Testimony before the Taxation Committee on LD 898, An Act To Reduce Student Loan Debt through an Expansion of the Educational Opportunity Tax Credit.
Our state and our country is facing a crisis. The next bubble to pop, is student loans. After graduating and entering the workforce, many college graduates pay a large portion of their income on student loan payments. According to the U.S. Department of Education, the average college graduate incurs more than $29,000 in student loan debt. And that’s a low amount compared to many out there.
This bill will not wave a magic wand over the issue. Much of what needs to be done, should happen at the Federal level, however we can take action in some areas. This bill makes a really small change that could have a major impact on students in our state.
Imagine for a minute you are a graduating senior from a Maine high school. You are contemplating where to attend college. So many great options, most of them not cheap. Come to find out, the program you always wanted, the major of your dreams, isn’t offered at a public institution here in the state. Not the end of the world, so you apply to a school that does offer it in one of our neighboring New England states. Come to find out, you get a reduction in the costs to attend through the Regional Student Program tuition break through the New England Board of Higher Education. Makes the tuition cost between in-state and out-of-state tuition. Fast forward to graduation. Your peers who are graduating from a Maine institution can apply for an income tax credit if they get a job in the state. But you however, even you are lucky enough to get a job here, isn't eligible for the same state income tax credit because you went out of state.
You see I was that student. I wanted to major in broadcast journalism to become a reporter. I tried desperately to try and find a program at the Maine school to stay here, but I couldn't. Moreover, I couldn't afford the named-brand schools with large price tags in more metropolitan areas. I settled on Lyndon State College in Vermont, where they not only had my program, I got the NEBHE tuition break to help reduce my costs. I made the choice to come back to Maine because I wanted to, but I received nothing for doing so while so many of the kids I graduated with from high school were eligible for this tax credit.
We are currently incentivizing students to leave Maine, but are not providing the same incentive as their peers to come back to the state to apply their skills and new found knowledge.
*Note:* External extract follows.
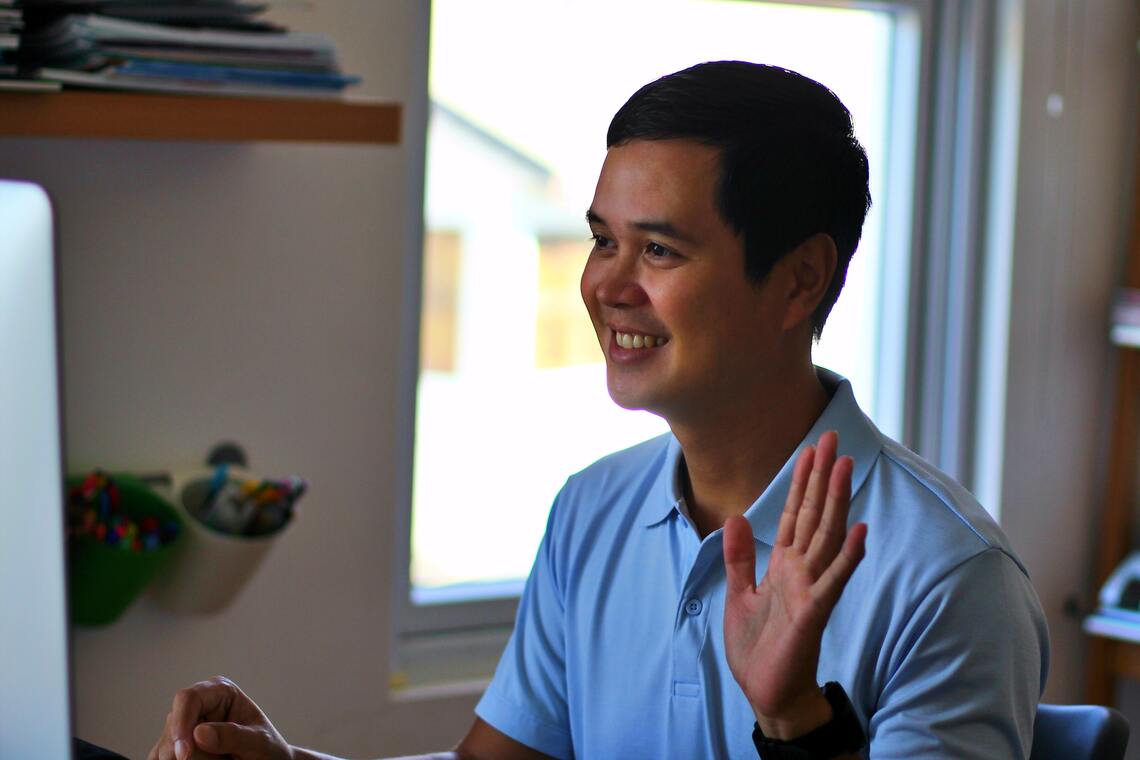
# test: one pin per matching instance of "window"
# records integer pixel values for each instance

For a state that desperately needs a youthful, well educated, and skilled workforce, it seems counterproductive to our state’s interests by continuing the status quo. We are actually doing ourselves a major disservice and losing talented young minds to other states. You can take a major step towards stopping the bleeding. Stopping the brain drain. Pass this bill.
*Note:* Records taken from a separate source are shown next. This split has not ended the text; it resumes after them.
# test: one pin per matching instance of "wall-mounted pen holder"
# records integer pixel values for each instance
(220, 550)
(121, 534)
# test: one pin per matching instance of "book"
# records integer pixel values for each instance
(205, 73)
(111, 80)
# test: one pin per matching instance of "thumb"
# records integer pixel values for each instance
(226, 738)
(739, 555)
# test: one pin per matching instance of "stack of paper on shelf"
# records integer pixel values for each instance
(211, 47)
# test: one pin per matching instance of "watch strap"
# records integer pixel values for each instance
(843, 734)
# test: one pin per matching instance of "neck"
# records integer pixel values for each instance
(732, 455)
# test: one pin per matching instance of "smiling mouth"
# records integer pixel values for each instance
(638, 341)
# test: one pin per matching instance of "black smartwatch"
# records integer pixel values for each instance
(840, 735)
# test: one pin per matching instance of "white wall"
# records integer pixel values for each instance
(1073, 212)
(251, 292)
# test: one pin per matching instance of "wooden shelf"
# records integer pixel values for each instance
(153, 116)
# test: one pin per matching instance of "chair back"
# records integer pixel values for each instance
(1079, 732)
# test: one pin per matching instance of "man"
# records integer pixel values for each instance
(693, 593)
The Maine Educational Opportunity Tax Credit, also known as Opportunity Maine, offers reimbursement to college graduates for student loan payments. Under the current rules, the graduate must have completed an associate or bachelor’s degree in Maine and must work in the state afterwards at the Maine employer or be self-employed through a small business. According to Maine Revenue Services, in 2012, this credit was given to 1,157 students. Students can qualify for over $4,000 in total income tax credits. Not a lot, but enough to make a real difference for people. You will see in the attached brochure the breakdown of the program, application requirements, and monthly benchmark payments.
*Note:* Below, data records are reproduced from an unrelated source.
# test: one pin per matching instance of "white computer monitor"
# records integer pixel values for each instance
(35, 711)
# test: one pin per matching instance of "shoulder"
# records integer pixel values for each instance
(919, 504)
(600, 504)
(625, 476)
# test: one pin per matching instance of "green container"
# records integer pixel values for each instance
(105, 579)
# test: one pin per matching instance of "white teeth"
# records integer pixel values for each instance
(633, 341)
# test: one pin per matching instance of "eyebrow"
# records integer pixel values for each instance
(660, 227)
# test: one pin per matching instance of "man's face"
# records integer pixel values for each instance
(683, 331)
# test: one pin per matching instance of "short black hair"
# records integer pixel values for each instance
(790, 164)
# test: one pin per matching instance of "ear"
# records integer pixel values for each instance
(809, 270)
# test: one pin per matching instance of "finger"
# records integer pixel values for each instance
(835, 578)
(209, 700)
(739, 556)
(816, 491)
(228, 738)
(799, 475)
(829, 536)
This is a fantastic program that should be expanded to reach more students who by no fault of their own, are trying to better themselves, and come to Maine and make a difference in our local economy. Many students who study elsewhere in New England want to return to Maine. By expanding this tax credit to them, we can ensure that more students return to our state to live and work. This bill would expand the program to students who are pursuing or have pursued a course of study available only at a public institution outside of Maine as part of the New England regional student program. This tuition break, offered by the New England Board of Higher Education, enables thousands of New England residents to enroll at out-of-state New England public colleges and universities at a discount as demonstrated with my own story that is not unlike so many others. Attached you will see the kinds of programs that aren’t offered here that would qualify in New England and for this program. The number of Maine students using the NEBHE tuition break program was estimated at 557 between 2012-2013. Those are the students we are talking about being eligible for the tax credit. We can’t estimate how many new students, who previously did not qualify, will take advantage of the credit, but that’s a minor yet significant number of students who we would be helping.
Due to the fluctuation of students taking advantage of the program, the fiscal note is hard to define. Last session a similar introduced by Rep. Cathy Nadeau was estimated to cost estimated $90,000+ the first year and around $137,000 the second year of the expanded program. While I would argue there are existing funds within the Opportunity Maine program that aren’t being used due to low participation that could be used to handle the increase in students eligible for the program. Last session this bill passed unanimously by this committee, and in both chambers. It failed, however, to get funded by the Appropriations Committee. It is my hope that this time around, we make this a priority. Students are in need of this help and our state needs them. Our state has a high rate of student loan debt that cripples young people’s ability to start their lives and keeps many from attending college. We need to do everything we can to help young Mainers fund the foundation for their futures.